内訳は、介護保険の施設サービス費の1割又は2割負担分、部屋代、食費、光熱水道費、日用品費などです。オムツ代なども、月額料金に含まれているので、別途請求されることはありません。

居住費(部屋代)と食費は全額自己負担ですが、所得の低い人は軽減措置を受けることが出来ます。この減額制度を受ける場合には、市区町村に申請、負担限度額確認証を交付してもらう必要があります。

サービス内容

特別養護老人ホームで受けられる主なサービスは、下記の通りとなります。公的施設なので、どの施設でも、サービス内容は共通です。民間のように、施設ごとに大きく差があるということはありません。

1:介護サービス

日常生活において必要な介護が提供されます。その人に合った介護計画書を作成、その内容に添って行うことで、職員が代わっても同じ支援がされるように配慮されています。

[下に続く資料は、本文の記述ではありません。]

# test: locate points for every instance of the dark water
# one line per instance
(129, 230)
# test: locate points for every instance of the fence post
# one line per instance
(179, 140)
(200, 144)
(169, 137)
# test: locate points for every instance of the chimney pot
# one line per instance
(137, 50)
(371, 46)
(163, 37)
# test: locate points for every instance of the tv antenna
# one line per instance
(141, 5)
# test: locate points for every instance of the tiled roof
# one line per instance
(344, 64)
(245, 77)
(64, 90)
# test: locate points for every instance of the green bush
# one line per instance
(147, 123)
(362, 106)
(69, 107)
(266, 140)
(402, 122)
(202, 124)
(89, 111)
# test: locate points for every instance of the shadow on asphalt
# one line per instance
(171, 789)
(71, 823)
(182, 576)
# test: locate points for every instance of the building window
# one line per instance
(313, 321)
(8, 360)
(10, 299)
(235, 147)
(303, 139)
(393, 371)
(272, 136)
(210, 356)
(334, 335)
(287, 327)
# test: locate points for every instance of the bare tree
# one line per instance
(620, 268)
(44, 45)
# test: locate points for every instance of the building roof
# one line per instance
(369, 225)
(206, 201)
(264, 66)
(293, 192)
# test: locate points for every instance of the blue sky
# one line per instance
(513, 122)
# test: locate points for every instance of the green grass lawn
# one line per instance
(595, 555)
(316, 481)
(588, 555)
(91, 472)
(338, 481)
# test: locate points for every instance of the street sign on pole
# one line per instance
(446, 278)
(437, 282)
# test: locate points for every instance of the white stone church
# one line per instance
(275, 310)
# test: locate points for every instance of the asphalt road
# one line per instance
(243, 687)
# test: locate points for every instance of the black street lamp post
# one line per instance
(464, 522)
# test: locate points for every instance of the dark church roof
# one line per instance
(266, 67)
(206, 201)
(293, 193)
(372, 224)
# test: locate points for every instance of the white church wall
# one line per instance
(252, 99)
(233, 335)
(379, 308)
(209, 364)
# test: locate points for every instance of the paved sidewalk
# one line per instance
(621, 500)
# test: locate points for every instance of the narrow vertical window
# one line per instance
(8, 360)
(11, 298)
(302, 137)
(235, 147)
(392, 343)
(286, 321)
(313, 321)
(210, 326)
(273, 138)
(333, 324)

また、入居者の身体状況の変化に対応出来るように、定期的にカンファレンスを行い、必要な支援内容や介護方法について、見直しをかけています。そのため、常に入居者の状態に合った適切な介護サービスが受けられるようになっています。

2:食事サービス

管理栄養士による栄養バランスを考えられた献立で、1日3食提供されます。刻み食やソフト食など、体の状態に合わせた食事の形態が選択されるようになっています。食事が入居者に合っているのか、管理栄養士が常に気を配って、食べ残しがないように配慮されています。

3:入浴サービス

一般浴や介護用の浴槽が用意されていて、必ず介護職員がついて入浴します。入浴出来る曜日や時間は決められていますが、体調や都合に合わせて、柔軟に対応してもらうことが出来ます。

4:窓口になるのは生活相談員

特別養護老人ホームには、必ず生活相談員が配置されています。生活相談員は入所の面接から手続きを担当、入居後も施設側の窓口として、利用者・家族とのコミュニケーション促進を担います。

入居者の預かり金の管理、入居者の希望や相談などの聞き役、入院の準備といった業務なども、生活相談員の重要な役割です。